Case Study: Long-Term Incentive Program Meets Employer’s Needs

Challenge

The sole owner of a consulting firm with 80 employees would like to sell his firm within five years and retire. The owner, who is extensively involved in the business, understands that the sale price of the firm is directly related to the revenue generated by the firm. The firm has six key employees aside from the owner, and a purchaser of the firm would want to hire those employees—they are the face of the firm to many of the firm’s clients.

The owner came to us seeking to devise a program for those key employees that would (1) motivate them to increase sales (2) incent them to stay with a new employer upon a sale and (3) reward them if a sale of the firm occurred.

Solution

We met with the owner several times to understand his needs and desires regarding this program. In the course of our discussions, we helped the owner focus on several issues—how much he needed to receive from the sale of the firm so that he could comfortably retire; what the revenue of the firm would need to be to generate a sale for that amount; and how long he believed it would take the firm to reach that level of revenue. We also learned that the owner had a concern that several of the key employees might leave and take some of the firm’s clients with them. Finally, we learned that the owner wanted to hire a new key employee from a publicly traded organization but did not know how to create a comparable compensation package.
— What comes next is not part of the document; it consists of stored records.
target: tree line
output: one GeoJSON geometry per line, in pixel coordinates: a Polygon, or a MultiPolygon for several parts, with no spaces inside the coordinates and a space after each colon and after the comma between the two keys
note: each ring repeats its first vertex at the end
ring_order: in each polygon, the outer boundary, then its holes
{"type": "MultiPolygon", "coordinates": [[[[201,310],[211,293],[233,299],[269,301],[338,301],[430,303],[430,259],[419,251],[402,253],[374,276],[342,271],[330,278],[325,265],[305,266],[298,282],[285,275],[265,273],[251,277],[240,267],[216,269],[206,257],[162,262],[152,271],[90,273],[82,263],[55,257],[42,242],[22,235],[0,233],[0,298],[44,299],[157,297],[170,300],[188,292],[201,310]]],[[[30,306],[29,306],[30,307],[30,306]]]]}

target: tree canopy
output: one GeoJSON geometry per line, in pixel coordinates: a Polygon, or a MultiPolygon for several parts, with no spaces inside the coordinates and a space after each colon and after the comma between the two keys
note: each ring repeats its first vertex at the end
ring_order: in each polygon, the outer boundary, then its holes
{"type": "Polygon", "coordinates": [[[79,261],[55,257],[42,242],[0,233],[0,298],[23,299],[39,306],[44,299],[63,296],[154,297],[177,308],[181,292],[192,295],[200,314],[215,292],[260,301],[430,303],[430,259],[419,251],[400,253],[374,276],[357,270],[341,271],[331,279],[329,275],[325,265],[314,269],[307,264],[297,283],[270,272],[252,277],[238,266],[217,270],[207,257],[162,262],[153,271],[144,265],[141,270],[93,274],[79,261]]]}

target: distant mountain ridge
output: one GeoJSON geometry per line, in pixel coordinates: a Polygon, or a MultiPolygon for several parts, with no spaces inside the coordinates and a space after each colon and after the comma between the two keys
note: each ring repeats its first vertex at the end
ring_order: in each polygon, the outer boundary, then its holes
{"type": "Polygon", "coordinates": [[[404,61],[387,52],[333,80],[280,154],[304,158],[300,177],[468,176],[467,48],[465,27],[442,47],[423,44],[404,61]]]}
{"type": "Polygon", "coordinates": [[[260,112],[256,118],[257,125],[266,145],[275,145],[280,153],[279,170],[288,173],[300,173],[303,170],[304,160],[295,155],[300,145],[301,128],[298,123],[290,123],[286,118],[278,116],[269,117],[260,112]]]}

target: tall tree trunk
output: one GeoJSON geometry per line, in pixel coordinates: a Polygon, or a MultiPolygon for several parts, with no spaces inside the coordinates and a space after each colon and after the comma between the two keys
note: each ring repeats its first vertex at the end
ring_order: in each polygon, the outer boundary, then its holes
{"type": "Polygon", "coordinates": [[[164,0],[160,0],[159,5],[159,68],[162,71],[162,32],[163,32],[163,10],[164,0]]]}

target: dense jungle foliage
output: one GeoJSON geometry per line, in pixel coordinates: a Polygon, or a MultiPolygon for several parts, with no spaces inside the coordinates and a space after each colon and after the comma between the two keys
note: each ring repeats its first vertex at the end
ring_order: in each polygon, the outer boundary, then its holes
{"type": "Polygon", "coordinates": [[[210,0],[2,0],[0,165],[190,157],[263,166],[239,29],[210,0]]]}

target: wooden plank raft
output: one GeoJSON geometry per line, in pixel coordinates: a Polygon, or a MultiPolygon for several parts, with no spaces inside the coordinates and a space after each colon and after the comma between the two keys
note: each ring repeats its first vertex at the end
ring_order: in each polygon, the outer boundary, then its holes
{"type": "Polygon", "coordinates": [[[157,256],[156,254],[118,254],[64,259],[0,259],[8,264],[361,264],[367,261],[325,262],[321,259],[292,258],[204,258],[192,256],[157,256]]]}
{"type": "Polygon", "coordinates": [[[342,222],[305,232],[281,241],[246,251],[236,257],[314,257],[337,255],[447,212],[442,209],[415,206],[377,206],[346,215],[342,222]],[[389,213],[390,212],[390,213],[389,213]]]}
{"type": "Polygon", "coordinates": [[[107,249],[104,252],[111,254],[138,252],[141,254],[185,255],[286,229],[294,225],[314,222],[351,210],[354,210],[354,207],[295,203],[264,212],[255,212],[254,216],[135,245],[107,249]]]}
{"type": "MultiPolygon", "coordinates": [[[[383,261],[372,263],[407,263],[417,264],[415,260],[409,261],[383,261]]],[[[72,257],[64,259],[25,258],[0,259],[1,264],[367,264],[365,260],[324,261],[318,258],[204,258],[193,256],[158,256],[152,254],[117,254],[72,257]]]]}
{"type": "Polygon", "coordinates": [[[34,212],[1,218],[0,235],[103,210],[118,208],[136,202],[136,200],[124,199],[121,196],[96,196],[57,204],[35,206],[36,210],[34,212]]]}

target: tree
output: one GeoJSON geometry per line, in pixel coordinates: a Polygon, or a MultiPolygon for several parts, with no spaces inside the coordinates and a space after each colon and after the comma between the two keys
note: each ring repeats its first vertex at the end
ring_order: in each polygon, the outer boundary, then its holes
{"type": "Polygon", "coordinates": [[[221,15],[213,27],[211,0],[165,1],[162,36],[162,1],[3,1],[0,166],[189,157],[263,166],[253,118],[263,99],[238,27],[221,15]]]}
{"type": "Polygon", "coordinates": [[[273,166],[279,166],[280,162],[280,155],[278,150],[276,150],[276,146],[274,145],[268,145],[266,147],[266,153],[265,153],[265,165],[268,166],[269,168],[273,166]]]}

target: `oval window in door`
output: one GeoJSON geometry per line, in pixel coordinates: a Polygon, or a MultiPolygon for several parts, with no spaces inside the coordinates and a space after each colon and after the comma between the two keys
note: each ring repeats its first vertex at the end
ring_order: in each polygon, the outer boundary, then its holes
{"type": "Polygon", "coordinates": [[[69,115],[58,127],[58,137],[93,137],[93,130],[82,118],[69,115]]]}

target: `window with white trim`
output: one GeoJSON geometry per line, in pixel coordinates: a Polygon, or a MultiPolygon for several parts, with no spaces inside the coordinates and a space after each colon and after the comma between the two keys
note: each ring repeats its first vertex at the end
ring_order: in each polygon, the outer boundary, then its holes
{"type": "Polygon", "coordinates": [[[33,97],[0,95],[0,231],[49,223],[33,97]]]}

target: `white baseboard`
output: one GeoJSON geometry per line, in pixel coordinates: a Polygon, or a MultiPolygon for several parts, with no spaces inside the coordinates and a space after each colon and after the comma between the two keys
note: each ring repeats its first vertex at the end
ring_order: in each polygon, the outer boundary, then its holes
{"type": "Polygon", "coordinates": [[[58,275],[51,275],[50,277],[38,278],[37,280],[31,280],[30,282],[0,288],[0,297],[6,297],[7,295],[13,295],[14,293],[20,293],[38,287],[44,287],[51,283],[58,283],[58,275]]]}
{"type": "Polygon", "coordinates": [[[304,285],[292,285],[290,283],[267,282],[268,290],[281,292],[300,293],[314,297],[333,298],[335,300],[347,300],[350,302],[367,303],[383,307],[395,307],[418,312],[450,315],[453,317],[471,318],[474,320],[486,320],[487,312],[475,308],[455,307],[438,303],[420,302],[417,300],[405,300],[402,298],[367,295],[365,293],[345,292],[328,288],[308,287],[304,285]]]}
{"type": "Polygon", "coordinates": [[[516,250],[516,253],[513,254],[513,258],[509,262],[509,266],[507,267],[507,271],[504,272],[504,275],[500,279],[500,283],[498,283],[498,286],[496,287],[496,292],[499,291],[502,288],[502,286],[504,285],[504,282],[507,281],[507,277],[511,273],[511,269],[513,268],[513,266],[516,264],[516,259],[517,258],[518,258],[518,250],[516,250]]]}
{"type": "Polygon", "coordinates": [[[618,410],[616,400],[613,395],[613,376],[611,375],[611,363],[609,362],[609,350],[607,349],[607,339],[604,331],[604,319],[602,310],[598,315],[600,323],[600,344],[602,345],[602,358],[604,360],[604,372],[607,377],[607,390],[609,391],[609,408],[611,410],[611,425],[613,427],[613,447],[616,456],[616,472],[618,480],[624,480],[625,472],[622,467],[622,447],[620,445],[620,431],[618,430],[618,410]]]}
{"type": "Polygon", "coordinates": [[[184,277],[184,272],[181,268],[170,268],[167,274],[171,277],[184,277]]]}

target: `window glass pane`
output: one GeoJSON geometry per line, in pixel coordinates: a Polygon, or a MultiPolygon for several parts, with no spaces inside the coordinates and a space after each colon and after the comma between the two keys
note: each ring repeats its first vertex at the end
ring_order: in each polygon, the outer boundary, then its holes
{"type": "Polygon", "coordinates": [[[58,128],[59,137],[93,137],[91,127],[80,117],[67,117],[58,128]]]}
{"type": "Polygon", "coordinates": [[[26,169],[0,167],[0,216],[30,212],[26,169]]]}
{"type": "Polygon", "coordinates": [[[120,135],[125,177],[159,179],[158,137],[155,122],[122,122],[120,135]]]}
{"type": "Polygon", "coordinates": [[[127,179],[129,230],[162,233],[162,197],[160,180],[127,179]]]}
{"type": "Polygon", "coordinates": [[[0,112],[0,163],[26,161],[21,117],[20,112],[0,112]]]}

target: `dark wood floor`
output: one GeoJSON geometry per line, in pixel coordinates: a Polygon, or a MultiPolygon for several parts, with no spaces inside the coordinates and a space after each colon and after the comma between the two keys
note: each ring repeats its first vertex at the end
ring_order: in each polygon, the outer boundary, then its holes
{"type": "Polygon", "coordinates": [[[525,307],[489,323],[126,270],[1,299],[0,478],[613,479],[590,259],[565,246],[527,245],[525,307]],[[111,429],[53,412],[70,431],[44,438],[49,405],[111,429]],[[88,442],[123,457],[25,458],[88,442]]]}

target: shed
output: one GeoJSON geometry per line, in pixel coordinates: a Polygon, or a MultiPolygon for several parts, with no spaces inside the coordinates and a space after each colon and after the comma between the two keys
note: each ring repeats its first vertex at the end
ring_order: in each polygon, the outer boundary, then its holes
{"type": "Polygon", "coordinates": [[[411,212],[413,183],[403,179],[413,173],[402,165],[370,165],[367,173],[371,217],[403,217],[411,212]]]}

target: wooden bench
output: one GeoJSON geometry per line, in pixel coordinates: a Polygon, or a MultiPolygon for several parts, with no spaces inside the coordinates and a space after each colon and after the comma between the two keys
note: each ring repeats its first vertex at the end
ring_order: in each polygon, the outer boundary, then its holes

We discussed different methodologies for long term incentive programs—programs that would give key employees a significant payment if they remained in the firm’s employ for a number of years—and the impact that each method would have on the firm, the owner, and the employee.
Proposed solution:

We designed a stock appreciation right (SAR) program for the key employees. This program awarded a number of SARs to each key employee. Each SAR was equal to 1% of the difference between the eventual sale price of the firm and the value of the firm on the date the SAR was awarded. We assisted the owner in creating a valuation formula to value the firm as of the date of SAR grant. The program provided that to be able to receive a payment, the key employee had to be employed on the date of sale of the firm; and that, the key employee would not receive the full payment unless he/she stayed in the employ of the purchaser for one year if the purchaser so desired. We also helped the owner decide how many SARs to give to each key employee, so that (1) the key employee would view the SAR as valuable and (2) the owner would have enough funds remaining after the SARs were paid to meet his retirement goal.

Results

We designed the SAR program and worked with the owner’s outside legal counsel to prepare the necessary documentation. We created employee communication packages that explained the program and provided projections of what the SAR would be worth at different levels of firm revenue. We met with each key employee individually to explain the program. We created a methodology so that the key employees would receive annual updates as to the value of their SAR.

The program had some additional benefits to the firm and the owner:

  • Each key employee had to sign a non-competition agreement to participate in the program, thereby eliminating the owner’s concerns about key employees leaving and taking firm business. The key employees had refused to sign non-competition agreements in the past.
  • The SAR package was sufficiently attractive to the potential new key employee—he accepted employment with the firm.
  • The key employees were excited about the ability to share in the proceeds of the eventual sale of the firm—they knew that a sale would occur at some point—and had an understanding of how their efforts to increase revenue would directly benefit them.
  • The owner has no cash outlay until a sale occurs, and no obligation to make any payment unless the sale price exceeded the initial value of the firm.
  • The owner did not share actual ownership in the firm, and does not have to disclose sensitive financial information about the firm’s results.